2. The system as claimed in claim 1, wherein said walls are provided with light reflecting material.

3. The system as claimed in claim 1, wherein said light sources are of the kind having a base comprising electrical terminals and an elongated light emitting tube.

4. The system as claimed in claim 1, wherein each of said diffusers is configured to exhibit, in cross-section, a substantial L-shape having two surfaces disposed at an angular relationship to each other and wherein one of said surfaces is affixed onto said base adjacent to a light source.

5. The system as claimed in claim 1, wherein each of said diffusers is configured to exhibit, in cross-section, a substantial U-shape having a web and two interconnected surfaces disposed at an angular relationship with respect to said web and wherein said diffuser is affixed onto said base adjacent to a light source, so as to substantially surround said source from three sides thereof.

6. The system as claimed in claim 4, wherein the angle included between two directly interconnected surfaces of said diffuser is an acute angle.

7. The system as claimed in claim 6, wherein said angle is in the range of between 60° to 80°.

8. The system as claimed in claim 4, wherein the angle included between two surfaces of said diffuser is an obtuse angle.

9. The system as claimed in claim 8, wherein said diffuser is provided with an additional surface interconnected with the free end of one of said surfaces, forming in cross-section with said surface, an inverted V-shape.

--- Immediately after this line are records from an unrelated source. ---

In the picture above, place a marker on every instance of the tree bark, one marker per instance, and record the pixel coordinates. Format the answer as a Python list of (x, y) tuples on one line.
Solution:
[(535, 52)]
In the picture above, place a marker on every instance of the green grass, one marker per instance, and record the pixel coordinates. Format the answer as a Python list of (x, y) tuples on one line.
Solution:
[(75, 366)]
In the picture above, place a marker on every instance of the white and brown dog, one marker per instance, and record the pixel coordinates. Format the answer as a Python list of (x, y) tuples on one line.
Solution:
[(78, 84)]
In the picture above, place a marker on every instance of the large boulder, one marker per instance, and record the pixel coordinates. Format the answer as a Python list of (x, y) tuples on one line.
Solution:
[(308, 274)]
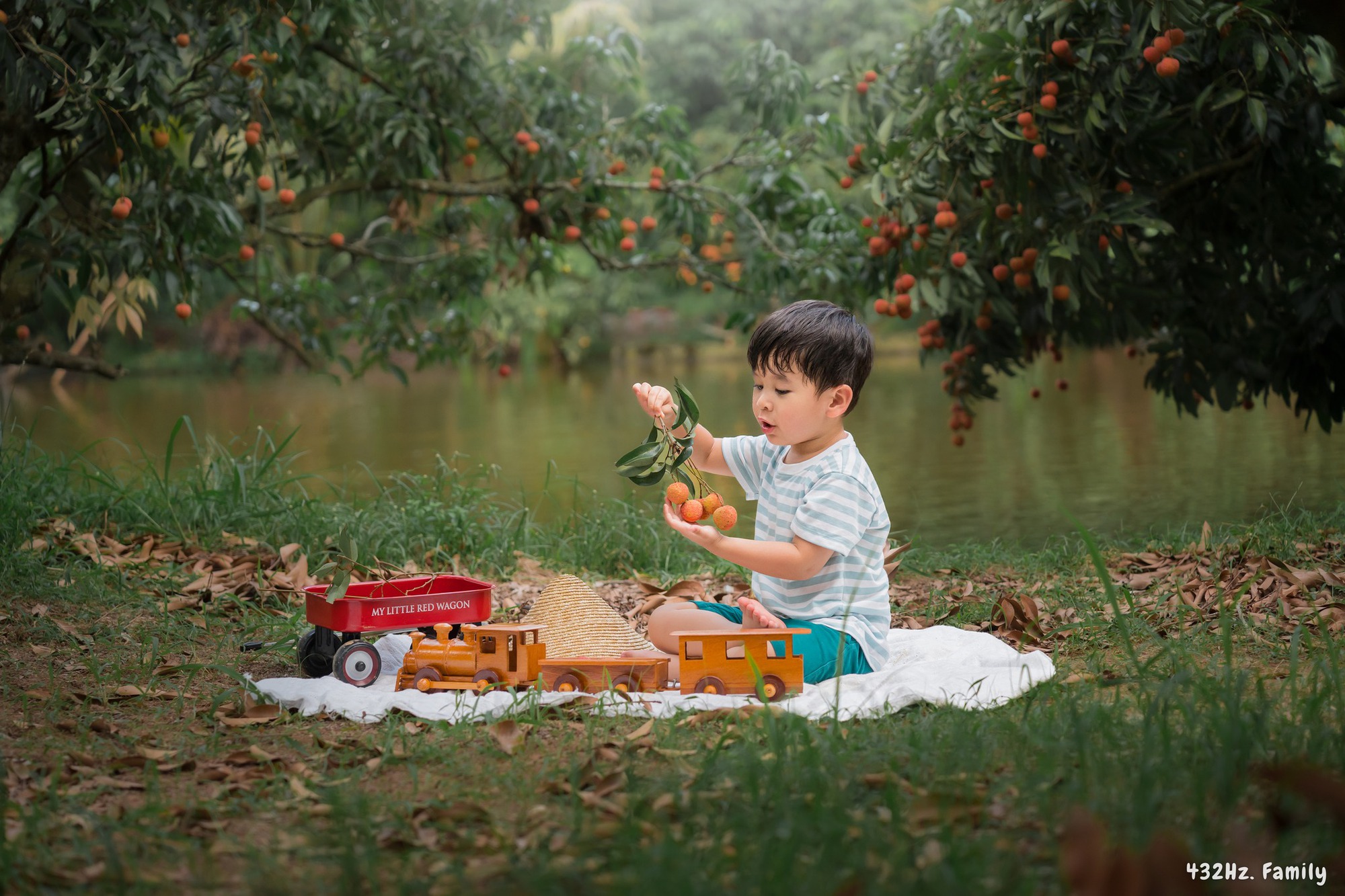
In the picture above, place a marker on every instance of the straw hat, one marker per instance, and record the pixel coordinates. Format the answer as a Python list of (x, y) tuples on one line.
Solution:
[(579, 623)]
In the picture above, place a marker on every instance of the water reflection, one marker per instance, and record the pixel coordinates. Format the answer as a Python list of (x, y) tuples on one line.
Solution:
[(1110, 452)]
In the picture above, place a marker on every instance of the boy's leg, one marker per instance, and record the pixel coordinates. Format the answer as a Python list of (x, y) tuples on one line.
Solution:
[(685, 616)]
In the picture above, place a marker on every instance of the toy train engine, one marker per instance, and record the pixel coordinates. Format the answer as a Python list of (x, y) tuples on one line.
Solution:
[(486, 657)]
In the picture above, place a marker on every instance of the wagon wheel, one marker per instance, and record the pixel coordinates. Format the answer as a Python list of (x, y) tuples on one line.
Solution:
[(774, 688), (315, 650), (568, 682), (424, 677), (711, 685), (358, 663)]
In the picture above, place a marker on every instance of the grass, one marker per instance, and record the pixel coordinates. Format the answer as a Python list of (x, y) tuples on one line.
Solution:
[(1172, 732)]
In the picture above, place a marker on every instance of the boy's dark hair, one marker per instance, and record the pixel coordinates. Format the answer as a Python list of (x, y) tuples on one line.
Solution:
[(818, 339)]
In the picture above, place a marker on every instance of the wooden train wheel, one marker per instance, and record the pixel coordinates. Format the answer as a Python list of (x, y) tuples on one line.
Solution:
[(568, 682), (424, 677), (711, 685), (357, 663), (774, 688)]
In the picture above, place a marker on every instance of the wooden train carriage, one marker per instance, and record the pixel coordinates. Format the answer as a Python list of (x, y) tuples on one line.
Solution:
[(488, 655), (715, 671), (602, 673)]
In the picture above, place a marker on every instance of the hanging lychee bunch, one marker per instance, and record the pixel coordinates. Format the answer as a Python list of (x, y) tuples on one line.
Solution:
[(662, 454)]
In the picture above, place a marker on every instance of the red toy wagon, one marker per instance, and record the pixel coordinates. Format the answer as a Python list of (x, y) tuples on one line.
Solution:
[(336, 645)]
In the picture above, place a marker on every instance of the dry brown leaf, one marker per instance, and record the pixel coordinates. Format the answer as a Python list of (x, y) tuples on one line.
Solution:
[(509, 733)]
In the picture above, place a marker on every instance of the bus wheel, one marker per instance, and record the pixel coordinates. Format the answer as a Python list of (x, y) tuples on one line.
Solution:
[(424, 677), (711, 685), (568, 682), (774, 688)]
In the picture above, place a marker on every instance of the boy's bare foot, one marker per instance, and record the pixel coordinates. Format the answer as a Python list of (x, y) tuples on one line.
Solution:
[(758, 616)]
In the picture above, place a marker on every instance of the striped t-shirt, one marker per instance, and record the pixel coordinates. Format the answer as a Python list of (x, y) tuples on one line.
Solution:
[(832, 501)]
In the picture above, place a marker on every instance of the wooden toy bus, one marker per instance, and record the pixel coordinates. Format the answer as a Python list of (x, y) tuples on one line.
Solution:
[(718, 673), (486, 657)]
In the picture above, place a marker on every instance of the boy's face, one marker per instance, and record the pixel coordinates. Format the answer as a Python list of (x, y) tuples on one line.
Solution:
[(790, 409)]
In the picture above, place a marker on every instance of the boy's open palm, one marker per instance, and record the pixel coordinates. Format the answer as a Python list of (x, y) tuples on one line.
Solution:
[(704, 536)]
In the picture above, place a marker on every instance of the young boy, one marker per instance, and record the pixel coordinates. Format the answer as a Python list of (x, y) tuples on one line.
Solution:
[(821, 524)]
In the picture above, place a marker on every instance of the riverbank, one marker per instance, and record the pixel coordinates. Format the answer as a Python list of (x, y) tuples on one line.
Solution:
[(1199, 692)]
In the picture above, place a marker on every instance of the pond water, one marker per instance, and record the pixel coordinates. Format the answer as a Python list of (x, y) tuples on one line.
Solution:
[(1106, 451)]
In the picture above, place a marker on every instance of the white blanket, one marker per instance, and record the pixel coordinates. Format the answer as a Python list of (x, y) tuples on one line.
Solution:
[(941, 665)]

10. The system as claimed in claim 1, wherein said diffusers are provided along portions thereof with light filtering surfaces.

11. The system as claimed in claim 1, wherein said diffusers are made along at least one portion thereof with a surface of increased thickness.

12. The system as claimed in claim 1, wherein said diffusers are provided with at least two, spaced-apart sheets forming, on selected zones of the display face, illuminations of different intensities.

13. The system as claimed in claim 3, wherein said walls are constituted by front and side walls and wherein said light sources are affixed on the base of said enclosure in a staggered fashion, said elongated light emitting tube having an axis the axis of said elongated light sources extending diagonally to the side walls of the enclosure.

14. The system as claimed in claim 13, wherein the axis of some of said light sources traverse the axis of the other light sources.

15. The system as claimed in claim 1, wherein at least a portion of each of said light sources is disposed within the plane of a wall of said enclosure.

16. The system as claimed in claim 1, further comprising a light reflector positioned underneath at least some of said light sources.